How to Containerize an Application

To containerize an application, you can:

  • Containerize an entire monolithic application without changing the code and architecture.
  • Containerize first the application components that are frequently updated or have high auto scaling requirements.
  • Break the application down into microservices and then containerize them.

Table 1 lists the advantages and disadvantages of the three modes.

Table 1 Containerization modes

How to Containerize

Advantage

Disadvantage

Method 1:

Containerize an entire monolithic application.

  • Zero modification: Application architectures and code require no changes.
  • Efficient deployment and upgrade: Applications can be packaged as container images to ensure consistent environment and improve deployment efficiency.
  • Reduced costs: Containers use system resources more efficiently. Compared with VMs, a host with the same specifications can run more applications.
  • Difficult to expand the entire architecture of an application. As code size increases, code update and maintenance become complicated.
  • Difficult to use new functions, languages, frameworks, and technologies.

Method 2:

Containerize first the application components that are frequently updated or have high auto scaling requirements.

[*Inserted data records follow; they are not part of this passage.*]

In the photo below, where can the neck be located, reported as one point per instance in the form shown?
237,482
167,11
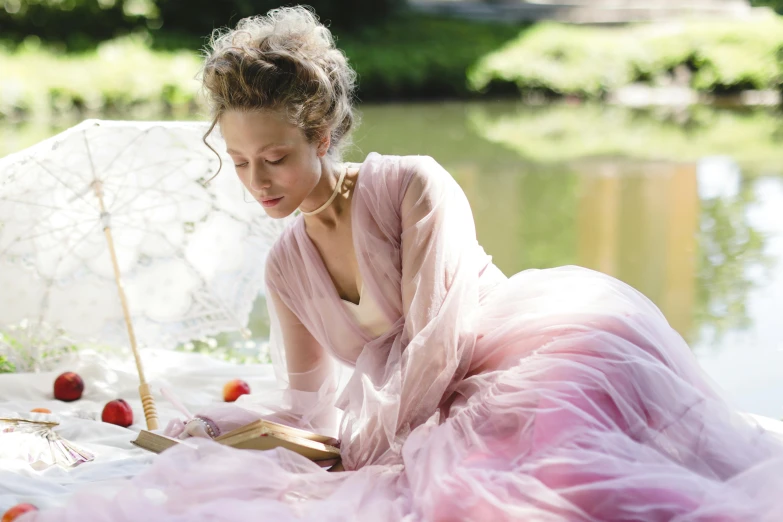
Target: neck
330,215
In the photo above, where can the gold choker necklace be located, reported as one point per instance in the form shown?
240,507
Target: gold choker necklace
331,198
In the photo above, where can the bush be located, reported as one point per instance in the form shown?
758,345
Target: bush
589,62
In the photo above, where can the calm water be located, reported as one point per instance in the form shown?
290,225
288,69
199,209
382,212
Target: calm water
685,206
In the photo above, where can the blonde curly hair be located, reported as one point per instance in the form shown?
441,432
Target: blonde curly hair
286,60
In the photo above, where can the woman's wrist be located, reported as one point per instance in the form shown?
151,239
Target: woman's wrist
203,424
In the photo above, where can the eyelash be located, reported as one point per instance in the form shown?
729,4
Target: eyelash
278,162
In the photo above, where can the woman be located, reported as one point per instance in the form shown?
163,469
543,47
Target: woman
553,395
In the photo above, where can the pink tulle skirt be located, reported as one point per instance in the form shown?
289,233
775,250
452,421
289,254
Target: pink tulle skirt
588,407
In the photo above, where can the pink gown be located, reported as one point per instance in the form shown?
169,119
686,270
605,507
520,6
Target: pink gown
555,395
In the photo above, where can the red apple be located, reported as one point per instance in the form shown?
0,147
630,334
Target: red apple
68,387
234,389
117,412
17,511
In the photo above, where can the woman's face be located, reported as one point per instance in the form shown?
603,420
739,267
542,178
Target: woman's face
273,159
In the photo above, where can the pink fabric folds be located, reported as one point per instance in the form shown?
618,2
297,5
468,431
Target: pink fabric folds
557,395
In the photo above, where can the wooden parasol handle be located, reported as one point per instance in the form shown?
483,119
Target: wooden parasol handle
147,401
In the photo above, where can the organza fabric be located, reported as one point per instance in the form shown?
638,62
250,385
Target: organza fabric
554,395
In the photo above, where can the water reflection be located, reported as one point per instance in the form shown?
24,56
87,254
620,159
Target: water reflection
663,201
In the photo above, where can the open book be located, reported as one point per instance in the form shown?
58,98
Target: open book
258,435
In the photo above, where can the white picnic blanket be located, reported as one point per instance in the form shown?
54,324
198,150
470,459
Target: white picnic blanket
196,379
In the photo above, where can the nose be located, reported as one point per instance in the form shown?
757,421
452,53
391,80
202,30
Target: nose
259,179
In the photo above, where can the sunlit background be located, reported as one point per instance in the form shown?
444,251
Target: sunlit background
652,150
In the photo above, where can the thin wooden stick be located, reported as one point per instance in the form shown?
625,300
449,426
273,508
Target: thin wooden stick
147,401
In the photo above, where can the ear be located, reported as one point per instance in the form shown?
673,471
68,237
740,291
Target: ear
323,145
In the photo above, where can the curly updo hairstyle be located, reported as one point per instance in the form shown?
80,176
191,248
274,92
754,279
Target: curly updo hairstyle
286,61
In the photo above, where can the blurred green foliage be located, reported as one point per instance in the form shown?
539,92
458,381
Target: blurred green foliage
407,57
722,56
77,25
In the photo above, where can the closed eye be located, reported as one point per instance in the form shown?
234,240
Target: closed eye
277,162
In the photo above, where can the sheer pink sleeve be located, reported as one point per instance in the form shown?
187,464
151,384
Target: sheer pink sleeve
399,384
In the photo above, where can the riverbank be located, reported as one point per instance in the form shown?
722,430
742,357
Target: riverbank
422,57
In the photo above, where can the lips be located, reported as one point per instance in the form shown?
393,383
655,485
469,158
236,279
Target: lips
266,202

  • Progressive transformation: Reconstructing the entire architecture is labor-intensive. Progressive containerization is more feasible.
  • Flexible scaling: Containerizing components with high auto scaling requirements and just scaling these containers enhance flexibility and reduce what systems resources are needed.
  • Faster rollout: Containerizing the components that are updated frequently and only upgrading these containers enable faster rollout of new features.

Services need to be partially decoupled.

Method 3:

Break an application down into microservices and then containerize them.

  • Independent scaling: After an application is split into groups of microservices, you can adjust the number of pods for each microservice separately.
  • Faster development: Microservices run independently. They do not impact each other during code development.
  • Enhanced security through isolation: In a monolithic application, a security vulnerability can grant access to all functions. However, in microservices, if one service is attacked, only the permissions of that specific service are compromised, preventing intrusion into other services.
  • Stabler services: If one microservice breaks down, other microservices can still run properly.

Breaking down services into microservices requires numerous changes.

Mode 1 is used as an example in this tutorial to illustrate how to containerize an enterprise resource planning (ERP) system.